Miguel watched the diggers doing their job. The sweepers had now moved out of their way into the limited shade offered by the truck. He was frustrated at the slow pace they were working but didn’t challenge them on it. He understood the conditions they were subjected to. Angelo had no problem treating them like slaves, but Miguel was far more humane.
Illegally brought in from Mexico, most of them were honest people, seeking a better life for themselves and their families. Miguel wondered just how many would have been better off staying where they were. He genuinely felt sorry for them, and a few were also his friends.
None of the migrants would dare go up against Angelo. A few that did were never heard from again. Miguel knew exactly how Angelo, or his personal thugs, disposed of them. It’s said that your first few kills are the difficult ones, but then, it becomes increasingly easier, to a point where human life is meaningless and insignificant.
He’d seen Angelo slaughter in much the same way others stomp on bugs. Killing for no reason other than the fact they existed and were annoying. Miguel doubted that Angelo’s first kill came with much difficulty, or the second, or the third.
Miguel looked at the pitiful crew digging away. First, Angelo took their meagre life’s savings, and then, he seized their lives. Miguel wondered if those executed weren’t the lucky ones. In the pit of his stomach, deep-seated hatred lay festering. He had too many haunted memories of the work he was doing here in Las Vegas. Maybe it was time he and Angelo parted ways.
Over the past year, Miguel had been sharing some very intimate moments with a beautiful young maid working in the mansion. He had even grown to love her, in his own way. With enough money saved, he would soon take her with him to his birthplace of Los Mochis on Mexico’s West Coast. He could work for his brother’s small but successful fishing business or join one of the smaller transport companies.
It was time he abandoned this unacceptable lifestyle for a more honest existence, and he had no doubts that Bonita would love Los Mochis. Yes, his treasured, Bonita. She really would love Los Mochis.
Miguel was woken from his daydreams by a sudden anguished cry.

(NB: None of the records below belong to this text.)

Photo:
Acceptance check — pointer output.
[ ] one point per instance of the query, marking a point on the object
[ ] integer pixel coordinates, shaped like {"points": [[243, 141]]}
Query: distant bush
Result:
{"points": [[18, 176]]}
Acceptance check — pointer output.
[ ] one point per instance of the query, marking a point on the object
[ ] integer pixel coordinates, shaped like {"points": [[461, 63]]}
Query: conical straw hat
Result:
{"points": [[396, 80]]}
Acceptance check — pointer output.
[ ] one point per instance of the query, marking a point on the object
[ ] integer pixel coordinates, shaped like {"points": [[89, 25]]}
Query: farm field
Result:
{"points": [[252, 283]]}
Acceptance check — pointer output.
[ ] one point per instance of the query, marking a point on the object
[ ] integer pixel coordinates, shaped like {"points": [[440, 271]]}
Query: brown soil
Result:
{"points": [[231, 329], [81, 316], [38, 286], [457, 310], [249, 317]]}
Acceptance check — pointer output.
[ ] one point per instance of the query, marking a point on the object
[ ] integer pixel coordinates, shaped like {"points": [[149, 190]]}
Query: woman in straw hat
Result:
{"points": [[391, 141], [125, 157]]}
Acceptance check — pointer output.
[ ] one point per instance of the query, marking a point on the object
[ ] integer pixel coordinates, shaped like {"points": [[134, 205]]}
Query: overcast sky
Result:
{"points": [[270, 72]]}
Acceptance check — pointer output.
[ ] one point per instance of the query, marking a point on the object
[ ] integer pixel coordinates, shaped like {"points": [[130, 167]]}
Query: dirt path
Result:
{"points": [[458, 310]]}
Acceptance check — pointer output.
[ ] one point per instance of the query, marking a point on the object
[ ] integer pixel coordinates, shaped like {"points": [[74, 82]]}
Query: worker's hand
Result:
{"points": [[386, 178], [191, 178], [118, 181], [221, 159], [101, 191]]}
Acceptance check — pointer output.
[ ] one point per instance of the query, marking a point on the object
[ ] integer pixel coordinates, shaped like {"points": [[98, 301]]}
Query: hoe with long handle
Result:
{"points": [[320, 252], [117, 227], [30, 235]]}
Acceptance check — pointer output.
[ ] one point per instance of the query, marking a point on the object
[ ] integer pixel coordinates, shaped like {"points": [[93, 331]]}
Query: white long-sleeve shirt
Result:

He rushed over to where the group of diggers were shouting all at once. Two of them clutched onto a set of frantically waving arms that were reaching out from the ground. It appeared as if one of the diggers had fallen into a pit of sorts and was getting covered in sand. As Miguel came nearer, laughter erupted as the shaken man was pulled free.
On closer inspection, Miguel concluded that they’d found the entrance to the cavern. He told the rest of the diggers to scoop away as much sand as possible.